Secretary Matching With Vertex Arrivals and No Rejections

TL;DR

This paper introduces new online algorithms for matching problems with no rejections, achieving improved competitive ratios in various models including bipartite, non-bipartite, and roommate matching scenarios.

Contribution

It provides the first algorithms with competitive ratios for online matching problems with no rejections across multiple models, improving previous bounds significantly.

Findings

Capacitated bipartite matching with capacity 2 achieved a 4.62-competitive ratio.

Non-bipartite online matching achieved a 3.34-competitive ratio.

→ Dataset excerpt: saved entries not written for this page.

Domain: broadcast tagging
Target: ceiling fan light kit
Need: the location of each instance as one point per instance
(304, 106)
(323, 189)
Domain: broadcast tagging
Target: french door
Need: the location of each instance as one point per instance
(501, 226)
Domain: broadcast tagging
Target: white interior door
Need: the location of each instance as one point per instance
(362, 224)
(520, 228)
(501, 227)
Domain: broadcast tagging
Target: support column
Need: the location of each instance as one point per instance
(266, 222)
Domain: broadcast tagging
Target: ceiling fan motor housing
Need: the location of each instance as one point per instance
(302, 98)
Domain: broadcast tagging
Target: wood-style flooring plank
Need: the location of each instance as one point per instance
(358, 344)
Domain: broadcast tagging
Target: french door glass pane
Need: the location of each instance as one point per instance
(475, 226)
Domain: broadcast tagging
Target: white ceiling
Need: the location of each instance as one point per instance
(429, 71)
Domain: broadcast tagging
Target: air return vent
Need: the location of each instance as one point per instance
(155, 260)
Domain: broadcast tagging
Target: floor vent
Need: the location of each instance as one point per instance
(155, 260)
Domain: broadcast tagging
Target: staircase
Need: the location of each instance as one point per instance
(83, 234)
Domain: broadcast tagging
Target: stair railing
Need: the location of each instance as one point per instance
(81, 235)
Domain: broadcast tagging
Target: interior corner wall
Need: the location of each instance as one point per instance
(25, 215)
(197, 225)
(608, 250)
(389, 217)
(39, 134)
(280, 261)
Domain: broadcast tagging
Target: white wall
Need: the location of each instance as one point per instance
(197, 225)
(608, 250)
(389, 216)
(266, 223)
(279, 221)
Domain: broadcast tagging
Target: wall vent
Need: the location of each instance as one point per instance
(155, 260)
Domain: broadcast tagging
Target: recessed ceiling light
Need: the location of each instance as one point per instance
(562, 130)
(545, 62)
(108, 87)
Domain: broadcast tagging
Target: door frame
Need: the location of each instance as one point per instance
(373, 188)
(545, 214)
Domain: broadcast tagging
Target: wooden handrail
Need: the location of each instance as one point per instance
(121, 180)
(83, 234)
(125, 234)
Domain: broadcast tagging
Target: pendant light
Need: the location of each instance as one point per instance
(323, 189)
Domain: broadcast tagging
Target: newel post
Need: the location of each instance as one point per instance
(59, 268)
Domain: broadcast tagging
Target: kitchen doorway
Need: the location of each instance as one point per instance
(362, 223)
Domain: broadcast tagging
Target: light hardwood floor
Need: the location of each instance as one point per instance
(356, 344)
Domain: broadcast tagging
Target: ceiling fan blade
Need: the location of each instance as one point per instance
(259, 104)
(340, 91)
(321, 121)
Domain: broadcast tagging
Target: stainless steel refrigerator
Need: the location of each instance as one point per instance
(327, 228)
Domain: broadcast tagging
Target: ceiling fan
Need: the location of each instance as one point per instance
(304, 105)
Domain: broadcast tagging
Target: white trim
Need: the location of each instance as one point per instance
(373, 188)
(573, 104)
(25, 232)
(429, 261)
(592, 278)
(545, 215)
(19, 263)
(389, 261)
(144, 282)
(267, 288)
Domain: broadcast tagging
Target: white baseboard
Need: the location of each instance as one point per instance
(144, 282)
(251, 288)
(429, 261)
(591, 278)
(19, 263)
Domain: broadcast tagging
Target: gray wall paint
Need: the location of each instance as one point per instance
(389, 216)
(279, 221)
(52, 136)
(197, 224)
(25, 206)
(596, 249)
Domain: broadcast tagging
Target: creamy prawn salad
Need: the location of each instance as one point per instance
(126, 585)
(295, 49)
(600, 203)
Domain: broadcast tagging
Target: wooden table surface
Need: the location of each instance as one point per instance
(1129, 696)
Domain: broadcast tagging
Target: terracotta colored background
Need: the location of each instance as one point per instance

Roommate matching with social welfare maximization achieved a 7.96-competitive ratio.

Abstract

Most prior work on online matching problems has been with the flexibility of keeping some vertices unmatched. We study three related online matching problems with the constraint of matching every vertex, i.e., with no rejections. We adopt a model in which vertices arrive in uniformly random order and the non-negative edge-weights are arbitrary. For the capacitated online bipartite matching problem, in which the vertices of one side of the graph are offline and those of the other side arrive online, we give a 4.62-competitive algorithm when the capacity of each offline vertex is 2. For the online general (non-bipartite) matching problem, where all vertices arrive online, we give a 3.34-competitive algorithm. We also study the online roommate matching problem (Huzhang et al. 2017), in which each room (offline vertex) holds 2 persons (online vertices). Persons derive non-negative additive utilities from their room as well as roommate. In this model, with the goal of maximizing the social welfare, we give a 7.96-competitive algorithm. This is an improvement over the 24.72 approximation factor in (Huzhang et al. 2017).